Bernoulli (Daniel) Exposition Of A New Theory On The Measurement Of Risk

The translator notes that by risk is meant risky propositions (gambles), and this paper is really about utility. Bernoulli gives this example to show that utility is not proportional to money:

 “Somehow a very poor fellow obtains a lottery ticket that will yield with equal probability either nothing or twenty thousand ducats. Will this man evaluate his chance of winning at ten thousand ducats? Would he not be ill-advised to sell this lottery ticket for nine thousand ducats? To me it seems that the answer is in the negative. On the other hand I am inclined to believe that a rich man would be ill-advised to refuse to buy the lottery ticket for nine thousand ducats. If I am not wrong then it seems clear that all men cannot use the same rule to evaluate the gamble.”

Hence Bernoulli develops his theory:

 “[T]he determination of the value of an item must not be based on its price, but rather on the utility it yields.
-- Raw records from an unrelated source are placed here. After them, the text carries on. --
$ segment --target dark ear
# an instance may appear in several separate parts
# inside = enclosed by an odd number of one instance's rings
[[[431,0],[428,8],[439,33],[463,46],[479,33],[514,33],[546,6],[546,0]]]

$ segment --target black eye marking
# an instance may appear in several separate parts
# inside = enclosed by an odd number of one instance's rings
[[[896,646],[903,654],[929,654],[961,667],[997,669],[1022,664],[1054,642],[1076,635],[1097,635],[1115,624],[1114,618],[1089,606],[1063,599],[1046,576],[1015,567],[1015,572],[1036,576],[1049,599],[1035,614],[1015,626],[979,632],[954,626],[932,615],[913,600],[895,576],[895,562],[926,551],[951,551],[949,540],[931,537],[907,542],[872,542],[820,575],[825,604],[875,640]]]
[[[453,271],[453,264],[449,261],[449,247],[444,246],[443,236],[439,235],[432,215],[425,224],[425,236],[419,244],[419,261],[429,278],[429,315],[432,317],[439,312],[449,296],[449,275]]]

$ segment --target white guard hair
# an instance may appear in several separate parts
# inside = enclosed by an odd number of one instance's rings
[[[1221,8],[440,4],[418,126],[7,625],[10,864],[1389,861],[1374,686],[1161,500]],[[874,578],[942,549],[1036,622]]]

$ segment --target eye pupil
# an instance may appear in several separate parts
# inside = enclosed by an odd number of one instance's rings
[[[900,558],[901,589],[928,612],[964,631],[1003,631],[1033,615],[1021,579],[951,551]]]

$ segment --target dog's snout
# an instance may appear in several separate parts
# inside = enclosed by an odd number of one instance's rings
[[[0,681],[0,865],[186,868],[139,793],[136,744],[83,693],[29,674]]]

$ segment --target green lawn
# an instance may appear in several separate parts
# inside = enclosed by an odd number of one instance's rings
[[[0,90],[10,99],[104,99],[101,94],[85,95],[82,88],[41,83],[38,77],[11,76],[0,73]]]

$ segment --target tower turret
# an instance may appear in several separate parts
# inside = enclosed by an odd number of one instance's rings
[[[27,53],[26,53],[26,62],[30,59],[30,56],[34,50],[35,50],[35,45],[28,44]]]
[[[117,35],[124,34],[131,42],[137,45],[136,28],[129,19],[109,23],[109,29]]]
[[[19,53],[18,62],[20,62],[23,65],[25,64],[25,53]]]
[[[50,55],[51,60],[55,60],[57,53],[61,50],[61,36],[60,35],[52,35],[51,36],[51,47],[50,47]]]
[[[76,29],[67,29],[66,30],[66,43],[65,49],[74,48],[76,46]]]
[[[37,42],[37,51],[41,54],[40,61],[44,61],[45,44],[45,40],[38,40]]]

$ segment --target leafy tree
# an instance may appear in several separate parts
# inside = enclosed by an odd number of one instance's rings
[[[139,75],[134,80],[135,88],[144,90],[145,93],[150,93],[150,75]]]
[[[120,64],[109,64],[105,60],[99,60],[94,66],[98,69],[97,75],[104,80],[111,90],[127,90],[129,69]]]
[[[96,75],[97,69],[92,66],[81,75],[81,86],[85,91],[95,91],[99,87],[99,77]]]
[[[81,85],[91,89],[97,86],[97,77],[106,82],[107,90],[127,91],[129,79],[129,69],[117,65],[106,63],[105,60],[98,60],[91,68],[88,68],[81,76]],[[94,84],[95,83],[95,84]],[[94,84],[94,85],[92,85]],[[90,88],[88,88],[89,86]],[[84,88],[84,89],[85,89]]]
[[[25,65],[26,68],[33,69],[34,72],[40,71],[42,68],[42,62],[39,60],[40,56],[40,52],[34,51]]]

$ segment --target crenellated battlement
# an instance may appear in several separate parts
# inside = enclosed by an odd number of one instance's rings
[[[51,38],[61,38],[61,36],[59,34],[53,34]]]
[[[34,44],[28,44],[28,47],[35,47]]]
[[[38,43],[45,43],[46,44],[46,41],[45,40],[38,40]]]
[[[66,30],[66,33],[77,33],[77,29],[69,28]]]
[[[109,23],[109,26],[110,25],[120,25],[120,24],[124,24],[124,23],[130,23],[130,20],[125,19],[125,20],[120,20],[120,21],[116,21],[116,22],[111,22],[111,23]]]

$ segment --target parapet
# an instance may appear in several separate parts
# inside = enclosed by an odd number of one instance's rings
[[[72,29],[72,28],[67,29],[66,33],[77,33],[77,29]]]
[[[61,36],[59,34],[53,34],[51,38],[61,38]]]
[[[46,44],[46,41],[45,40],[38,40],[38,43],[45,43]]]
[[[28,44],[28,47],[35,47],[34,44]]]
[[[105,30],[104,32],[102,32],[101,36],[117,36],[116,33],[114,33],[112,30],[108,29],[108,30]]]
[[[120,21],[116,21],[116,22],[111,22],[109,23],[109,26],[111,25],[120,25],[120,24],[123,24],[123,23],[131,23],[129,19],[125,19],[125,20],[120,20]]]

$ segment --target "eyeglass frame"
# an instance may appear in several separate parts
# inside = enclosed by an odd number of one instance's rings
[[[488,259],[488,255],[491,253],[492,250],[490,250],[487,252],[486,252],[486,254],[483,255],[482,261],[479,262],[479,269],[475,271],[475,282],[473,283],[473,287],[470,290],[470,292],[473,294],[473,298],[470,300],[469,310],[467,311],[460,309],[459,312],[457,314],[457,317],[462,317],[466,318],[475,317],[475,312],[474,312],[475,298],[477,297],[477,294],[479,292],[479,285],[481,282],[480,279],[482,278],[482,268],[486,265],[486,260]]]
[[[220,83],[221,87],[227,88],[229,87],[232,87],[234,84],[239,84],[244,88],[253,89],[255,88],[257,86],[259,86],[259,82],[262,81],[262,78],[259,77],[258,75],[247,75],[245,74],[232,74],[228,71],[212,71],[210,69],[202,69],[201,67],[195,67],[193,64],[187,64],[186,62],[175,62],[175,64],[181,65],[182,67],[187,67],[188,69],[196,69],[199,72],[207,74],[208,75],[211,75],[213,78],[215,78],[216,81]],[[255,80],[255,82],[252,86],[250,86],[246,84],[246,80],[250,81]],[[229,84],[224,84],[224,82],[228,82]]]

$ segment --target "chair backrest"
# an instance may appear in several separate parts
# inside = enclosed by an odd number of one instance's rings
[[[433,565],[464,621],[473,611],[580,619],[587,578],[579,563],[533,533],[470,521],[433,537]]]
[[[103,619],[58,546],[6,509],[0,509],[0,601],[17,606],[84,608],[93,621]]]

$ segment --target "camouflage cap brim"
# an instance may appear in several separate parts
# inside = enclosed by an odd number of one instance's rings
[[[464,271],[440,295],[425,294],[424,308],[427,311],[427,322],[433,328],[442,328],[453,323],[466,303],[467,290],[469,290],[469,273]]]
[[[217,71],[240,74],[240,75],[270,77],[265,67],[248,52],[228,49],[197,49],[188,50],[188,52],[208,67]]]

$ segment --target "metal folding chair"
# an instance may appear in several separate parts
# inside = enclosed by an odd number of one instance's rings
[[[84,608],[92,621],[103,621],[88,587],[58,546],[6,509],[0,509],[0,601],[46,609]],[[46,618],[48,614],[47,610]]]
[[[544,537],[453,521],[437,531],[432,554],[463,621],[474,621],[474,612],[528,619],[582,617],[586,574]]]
The price of the item is dependent only on the thing itself and is equal for everyone; the utility, however, is dependent on the particular circumstances of the person making the estimate. Thus there is no doubt that a gain of one thousand ducats is more significant to a pauper than to a rich man though both gain the same amount.”

 He notes that there are exceptional cases: 

“[A] rich prisoner who possesses two thousand ducats but needs two thousand ducats more to repurchase his freedom, will place a higher value on a gain of two thousand ducats than does another man who has less money than he.”

But he regards the normal case as: 

“[A]ny increase in wealth, no matter how insignificant, will always result in an increase in utility which is inversely proportionate to the quantity of goods already possessed.”

Here ‘goods’ is regarded as anything that may be valued:

“For the great majority the most valuable portion of their possessions so defined will consist in their productive capacity, this term being taken to include even the beggar’s talent :a man who is able to acquire ten ducats yearly by begging will scarcely be willing to accept a sum of fifty ducats on condition that he henceforth refrain from begging or otherwise trying to earn money.”

On gambling, Bernoulli deduces that: 

“[I]n many games, even those that are absolutely fair, both of the players may expect to suffer a loss.]

On the other hand, he shows that the poorer you are the better it is to take out insurance and the richer you are the better it is to offer it. It is also better to split goods between ships, reduce the risk as he measures it. These seem reasonable conclusions, thus justifying his notion. 

David’s Conclusion

Bernoulli is concerned with typical short-run decisions that resemble gambles, as on whether a ship will come in. He notes that utility is normally a decreasing function of wealth and hence changes with wealth. He recognizes that there are exceptions but does not consider wider uncertainties nor – explicitly – risk aversion.